# Please Help - Dog wont eat after surgery



## Remy97 (May 31, 2009)

I have a 12 1/2 year old welsh springer who had to have a total ear ablation in both ears. His surgery was Wed. and he hasn't hardly eaten since (4 days). He doesn't want anything at all, not even his favorites he gets on his B-day (ice cream) 

He weighs 47 lbs and here is the medication list he has been on.

*fentanyl patch* from Thurs until today. We removed it because the Dr said that may be causing his loss of appetite.
*tramadol* gave him 2 tabs (50 mg) after removing the fentanyl patch at 9 am this morning. he hasn't had anything since.
*zeniquin*100 mg antibiotic 2 1/2 tabs per day


Below is what he has eaten since he has been home.
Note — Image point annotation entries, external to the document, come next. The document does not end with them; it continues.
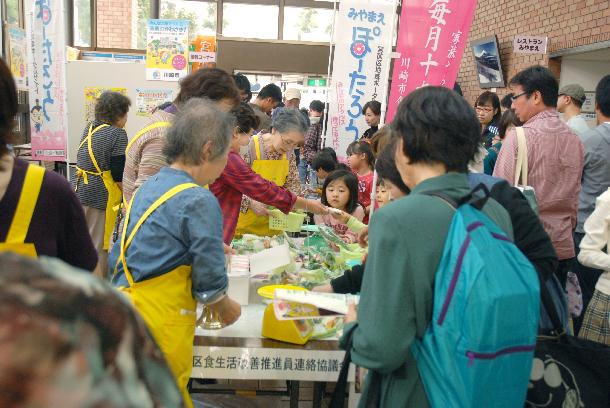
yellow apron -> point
(166, 303)
(115, 194)
(275, 171)
(17, 232)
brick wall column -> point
(567, 23)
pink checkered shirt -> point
(555, 161)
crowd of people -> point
(153, 214)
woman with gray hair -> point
(271, 155)
(99, 171)
(170, 255)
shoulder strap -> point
(257, 147)
(27, 203)
(148, 128)
(445, 197)
(125, 243)
(521, 169)
(473, 197)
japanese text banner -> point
(363, 31)
(47, 78)
(431, 41)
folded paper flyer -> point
(295, 305)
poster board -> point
(83, 74)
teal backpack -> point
(479, 347)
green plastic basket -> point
(282, 222)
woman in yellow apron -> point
(272, 156)
(39, 213)
(171, 255)
(99, 170)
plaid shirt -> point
(313, 142)
(555, 161)
(145, 157)
(239, 179)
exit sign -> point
(316, 82)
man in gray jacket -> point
(595, 181)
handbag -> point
(521, 170)
(567, 372)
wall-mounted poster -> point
(167, 47)
(149, 99)
(487, 59)
(92, 93)
(203, 52)
(17, 53)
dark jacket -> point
(531, 239)
(350, 281)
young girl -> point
(361, 160)
(340, 191)
(382, 195)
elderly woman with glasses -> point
(239, 180)
(170, 255)
(272, 156)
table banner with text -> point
(268, 364)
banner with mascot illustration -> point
(46, 42)
(17, 53)
(167, 48)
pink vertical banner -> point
(431, 41)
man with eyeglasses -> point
(555, 158)
(569, 103)
(267, 99)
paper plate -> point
(269, 290)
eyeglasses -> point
(515, 97)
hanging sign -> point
(431, 41)
(167, 44)
(47, 78)
(525, 44)
(363, 31)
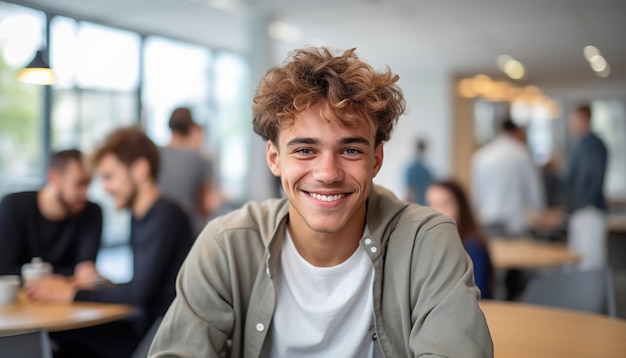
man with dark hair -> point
(340, 267)
(584, 185)
(56, 223)
(128, 164)
(195, 191)
(507, 192)
(418, 175)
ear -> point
(378, 158)
(140, 169)
(273, 158)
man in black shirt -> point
(56, 223)
(161, 236)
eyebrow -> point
(313, 141)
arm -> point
(201, 318)
(10, 240)
(447, 320)
(90, 234)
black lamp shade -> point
(37, 71)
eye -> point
(352, 151)
(303, 151)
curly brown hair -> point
(315, 78)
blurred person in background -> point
(584, 199)
(507, 192)
(57, 223)
(507, 189)
(418, 175)
(161, 236)
(448, 197)
(186, 174)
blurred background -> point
(463, 65)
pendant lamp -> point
(37, 72)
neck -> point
(326, 249)
(178, 141)
(49, 205)
(147, 194)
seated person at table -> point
(56, 223)
(128, 164)
(340, 267)
(449, 198)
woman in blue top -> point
(449, 198)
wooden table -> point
(521, 330)
(529, 254)
(25, 315)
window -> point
(21, 105)
(176, 74)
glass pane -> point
(232, 92)
(21, 149)
(64, 50)
(106, 58)
(176, 74)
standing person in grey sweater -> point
(584, 199)
(186, 174)
(339, 267)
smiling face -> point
(117, 181)
(326, 172)
(71, 185)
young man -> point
(340, 268)
(56, 223)
(128, 164)
(195, 191)
(584, 184)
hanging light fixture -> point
(37, 72)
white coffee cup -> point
(8, 288)
(35, 270)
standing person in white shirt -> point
(507, 192)
(507, 189)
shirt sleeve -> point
(447, 320)
(90, 234)
(10, 246)
(201, 319)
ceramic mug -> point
(8, 288)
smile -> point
(326, 197)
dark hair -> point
(467, 225)
(509, 126)
(315, 78)
(129, 144)
(468, 228)
(181, 121)
(585, 110)
(60, 160)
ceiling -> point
(461, 37)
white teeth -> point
(327, 197)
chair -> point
(32, 344)
(141, 351)
(588, 290)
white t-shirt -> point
(322, 311)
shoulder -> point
(167, 208)
(20, 200)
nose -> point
(328, 169)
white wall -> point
(429, 115)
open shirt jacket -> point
(425, 300)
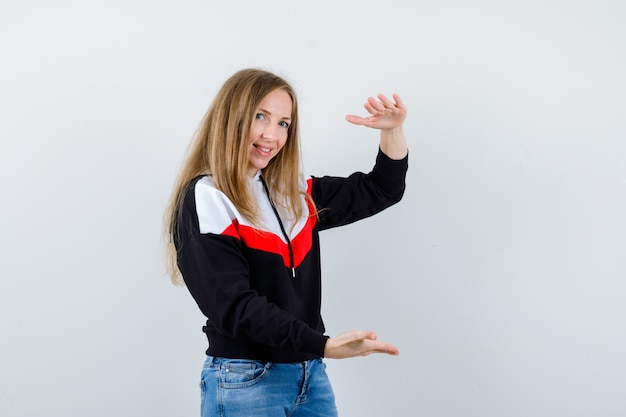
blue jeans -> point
(241, 388)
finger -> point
(386, 102)
(357, 120)
(398, 100)
(379, 106)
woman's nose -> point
(269, 131)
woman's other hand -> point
(356, 343)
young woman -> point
(243, 229)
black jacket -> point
(260, 287)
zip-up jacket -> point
(260, 286)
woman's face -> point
(269, 130)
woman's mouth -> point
(263, 150)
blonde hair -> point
(220, 146)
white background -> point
(501, 276)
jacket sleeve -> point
(341, 201)
(216, 273)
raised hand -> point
(356, 343)
(385, 113)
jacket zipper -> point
(282, 228)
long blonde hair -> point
(220, 146)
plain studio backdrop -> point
(501, 276)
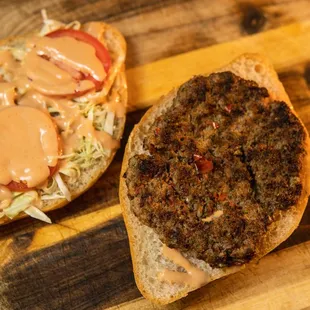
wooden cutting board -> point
(82, 261)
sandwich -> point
(63, 97)
(214, 177)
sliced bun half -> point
(145, 245)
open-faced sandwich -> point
(63, 96)
(214, 177)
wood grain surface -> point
(82, 261)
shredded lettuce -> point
(20, 204)
(62, 186)
(88, 151)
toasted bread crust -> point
(277, 232)
(90, 176)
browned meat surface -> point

*(Wed)* day of surgery ----> the hospital said he didn't eat

*(Thurs)*Day after surgery (got to come home around 1 pm) ---> hospital said he at a handful of canned chicken and when he got home he ate a 1/2 c. ice cream, a blob of peanut butter to take his antibiotics.

*(Fri)* blob of p-butter for his antibiotics

*(Sat)* he had 3 bone marrow treats and nothing else. he won't even eat peanut butter for his antibiotics now.

He has been drinking water, though not a lot and he does urinate several times a day. He's had one stool since he got home and that was Friday. It was solid but it wasn't very much.

He is very tired but does wag his tail from time to time when I pet him. He still keeps a close eye on me like he always has. He of course is sleeping a lot. He's been on brief walks around the yard for maybe 3 - 5 minutes.

I've tried feeding him everything... broths, yogurt, popsicles, ice cream, p-butter, dog food, canned chicken, ground beef, dog treats, eggs, cheese... and he puts it in his mouth and spits it out then turns his head away.

We plan to take him to the vet to request an IV tomorrow but I'm not too sure he is dehydrated since he drinks water and urinates but am worried. 

Any suggestions would be appreciated.

thanks from 2 worried parents...

*Update* From more research, I'm pretty convinced the issues are from the fentanyl patch. Have read some pretty horrifying stories. I read of of antidote for the fentanyl but cannot find what it is. Does anyone know? 

If he continues much longer like this it may be time to go to the ER.... I feel so bad for him and not knowing what to do to help him...


----------



## spotted nikes (Feb 7, 2008)

The antidote for Fentanyl and other opiates is Narcan.


----------



## Remy97 (May 31, 2009)

Thanks spotted nikes. 

I read of Naloxone as the anitdote for fentanyl. None the less, we're off to the ER. All of us are a wreck ---> at least I am. And my buddy looks miserable and I can't take it any longer.

Thanks again!

UPDATE
spotted nikes I just seen they are two of the same


----------



## Renoman (Mar 20, 2007)

Any update?


----------



## Remy97 (May 31, 2009)

Hi Renoman - thanks for following the post.

Update - 

Took him to the ER and they gave him nausea and anti-vomiting injection along with a water injection to help with any dehydration that may be present. They said if he doesnt' eat today to bring him back in for a full blood work-up and overnight stay for observation. 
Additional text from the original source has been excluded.